Building the Signing Commands and Signing Your Files

Now that both Code Signing Certificates have been identified, you need to build the command that you will use to sign your files with both versions of your Code Signing Certificate (SHA256 and SHA1).

Note: Make sure to use the latest version of signtool (6.3 or later) to avoid errors. To get signtool version 10.0, install Windows 10 SDK onto your computer.

How to Get Your Code Signing Certificates' Thumbprints

First you need to get the thumbprint from each version of your Code Signing Certificate (SHA256 and SHA1).

  1. Open up a text editor (e.g., Notepad).

  2. Run the DigiCert® Certificate Utility for Windows.

    Double-click DigiCertUtil.

  3. In DigiCert Certificate Utility for Windows©, click Code Signing (blue and silver shield), and right-click on your SHA256 Code Signing Certificate, and then, click Copy thumbprint to clipboard.

  4. After you receive the message that the thumbprint has been copied to the clipboard, paste the thumbprint for your SHA256 Code Signing Certificate in the text editor.

  5. Repeat the above steps 2 through 4 to get the thumbprint for the SHA1 Code Signing Certificate.

    Important: Make sure to note which thumbprint is the SHA256 and which one is the SHA1.

How to Build the Signing Commands and Sign Your Files

For all signtool command line options, refer to the Microsoft SignTool documentation. When using the SHA2 timestamp or /fd sha256, make sure to use the latest versions of signtool (6.3 or later).
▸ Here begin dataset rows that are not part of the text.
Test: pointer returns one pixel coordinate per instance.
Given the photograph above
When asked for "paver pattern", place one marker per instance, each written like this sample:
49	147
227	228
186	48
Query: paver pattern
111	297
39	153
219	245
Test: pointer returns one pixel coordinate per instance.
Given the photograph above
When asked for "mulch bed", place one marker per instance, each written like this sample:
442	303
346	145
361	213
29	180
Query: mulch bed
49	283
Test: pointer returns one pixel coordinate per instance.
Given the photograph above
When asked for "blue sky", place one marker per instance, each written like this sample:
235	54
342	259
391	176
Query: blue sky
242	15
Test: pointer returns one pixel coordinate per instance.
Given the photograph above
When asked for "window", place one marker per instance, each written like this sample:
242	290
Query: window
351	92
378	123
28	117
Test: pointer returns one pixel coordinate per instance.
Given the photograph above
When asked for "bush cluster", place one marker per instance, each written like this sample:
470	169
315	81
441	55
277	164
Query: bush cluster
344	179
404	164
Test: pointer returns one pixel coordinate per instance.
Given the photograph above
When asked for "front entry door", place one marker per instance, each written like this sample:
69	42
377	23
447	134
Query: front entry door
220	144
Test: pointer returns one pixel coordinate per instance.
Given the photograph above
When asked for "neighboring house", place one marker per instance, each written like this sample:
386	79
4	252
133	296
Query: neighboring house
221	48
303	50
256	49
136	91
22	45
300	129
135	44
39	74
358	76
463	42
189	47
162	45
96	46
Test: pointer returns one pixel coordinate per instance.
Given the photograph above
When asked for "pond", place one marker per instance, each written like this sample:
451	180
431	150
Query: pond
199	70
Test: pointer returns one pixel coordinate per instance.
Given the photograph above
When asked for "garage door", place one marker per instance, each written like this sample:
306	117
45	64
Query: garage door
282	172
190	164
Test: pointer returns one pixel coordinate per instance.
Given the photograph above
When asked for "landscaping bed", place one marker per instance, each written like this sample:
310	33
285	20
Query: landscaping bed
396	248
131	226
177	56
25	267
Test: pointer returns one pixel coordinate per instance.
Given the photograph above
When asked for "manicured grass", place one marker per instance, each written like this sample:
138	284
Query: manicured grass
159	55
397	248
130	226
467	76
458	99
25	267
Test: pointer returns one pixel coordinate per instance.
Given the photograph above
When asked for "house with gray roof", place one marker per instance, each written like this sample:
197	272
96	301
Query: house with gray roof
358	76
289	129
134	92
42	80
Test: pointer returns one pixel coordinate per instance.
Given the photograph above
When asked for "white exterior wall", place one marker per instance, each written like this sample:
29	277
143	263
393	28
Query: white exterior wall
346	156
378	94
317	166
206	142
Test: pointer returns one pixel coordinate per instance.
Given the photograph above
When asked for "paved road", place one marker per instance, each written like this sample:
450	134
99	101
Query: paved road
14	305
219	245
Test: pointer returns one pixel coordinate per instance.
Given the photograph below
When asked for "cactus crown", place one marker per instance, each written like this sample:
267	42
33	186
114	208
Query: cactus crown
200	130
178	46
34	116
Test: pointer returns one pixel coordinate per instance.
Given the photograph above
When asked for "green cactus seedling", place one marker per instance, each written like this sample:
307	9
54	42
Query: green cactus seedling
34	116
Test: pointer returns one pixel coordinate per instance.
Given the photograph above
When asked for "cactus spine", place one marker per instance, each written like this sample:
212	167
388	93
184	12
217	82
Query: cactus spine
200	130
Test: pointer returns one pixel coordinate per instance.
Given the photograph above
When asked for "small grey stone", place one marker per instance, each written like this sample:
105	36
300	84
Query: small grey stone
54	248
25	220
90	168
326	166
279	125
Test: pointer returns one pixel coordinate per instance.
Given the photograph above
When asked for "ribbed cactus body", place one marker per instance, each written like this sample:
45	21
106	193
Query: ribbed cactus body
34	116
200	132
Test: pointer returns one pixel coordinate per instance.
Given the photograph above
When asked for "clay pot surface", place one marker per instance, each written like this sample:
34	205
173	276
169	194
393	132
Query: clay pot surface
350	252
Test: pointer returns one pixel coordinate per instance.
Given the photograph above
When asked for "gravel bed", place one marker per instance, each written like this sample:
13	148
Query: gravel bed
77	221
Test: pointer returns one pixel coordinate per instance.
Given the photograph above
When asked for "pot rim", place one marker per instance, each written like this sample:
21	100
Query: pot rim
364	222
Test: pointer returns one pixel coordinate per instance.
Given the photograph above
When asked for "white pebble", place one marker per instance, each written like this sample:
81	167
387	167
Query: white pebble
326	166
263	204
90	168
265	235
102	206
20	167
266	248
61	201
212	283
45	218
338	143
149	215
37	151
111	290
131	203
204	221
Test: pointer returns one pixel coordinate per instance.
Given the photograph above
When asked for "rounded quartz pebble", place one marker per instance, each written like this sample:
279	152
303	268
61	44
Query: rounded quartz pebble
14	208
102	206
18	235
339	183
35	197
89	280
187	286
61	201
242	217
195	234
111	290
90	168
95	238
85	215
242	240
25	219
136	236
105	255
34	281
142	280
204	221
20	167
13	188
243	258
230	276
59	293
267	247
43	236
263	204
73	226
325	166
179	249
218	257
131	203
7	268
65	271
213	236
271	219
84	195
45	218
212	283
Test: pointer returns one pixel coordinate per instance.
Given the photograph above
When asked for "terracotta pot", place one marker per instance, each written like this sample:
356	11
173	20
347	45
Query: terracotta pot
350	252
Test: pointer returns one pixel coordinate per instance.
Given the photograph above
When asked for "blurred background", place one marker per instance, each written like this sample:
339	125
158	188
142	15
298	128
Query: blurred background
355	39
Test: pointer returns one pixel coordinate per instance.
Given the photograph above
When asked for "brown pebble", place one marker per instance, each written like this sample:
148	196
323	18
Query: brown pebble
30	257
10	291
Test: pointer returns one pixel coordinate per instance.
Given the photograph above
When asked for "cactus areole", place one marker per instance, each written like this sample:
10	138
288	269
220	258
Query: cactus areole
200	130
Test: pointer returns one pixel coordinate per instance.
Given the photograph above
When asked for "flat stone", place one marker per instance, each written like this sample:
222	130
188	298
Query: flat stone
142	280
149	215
Note: In step 2 below, replace XXSHA1CERTTHUMBPRINTXX with the thumbprint from the SHA1 version of your Code Signing Certificate that is in your text editor. Replace XXSHA256CERTTHUMBPRINTXX with the thumbprint from the SHA2 version of your Code Signing Certificate that is in your text editor.

  1. Open the Command Prompt as an admin.

    1. On the Windows Start screen/menu, type cmd.

    2. Right-click on Command Prompt and then click Run as administrator.

  2. In the Command Prompt, run the following commands to apply the SHA1 signature and append the SHA256 signature:

    • signtool sign /t http://timestamp.digicert.com /sha1 XXSHA1CERTTHUMBPRINTXX yourfile.exe

    • signtool sign /tr https://timestamp.digicert.com /td sha256 /fd sha256 /as /sha1 XXSHA256CERTTHUMBPRINTXX yourfile.exe

 

How to Verify the Digital Signatures

  1. Right-click on the application and then click Properties.

  2. Select the Digital Signatures tab to view the signing certificates and timestamps.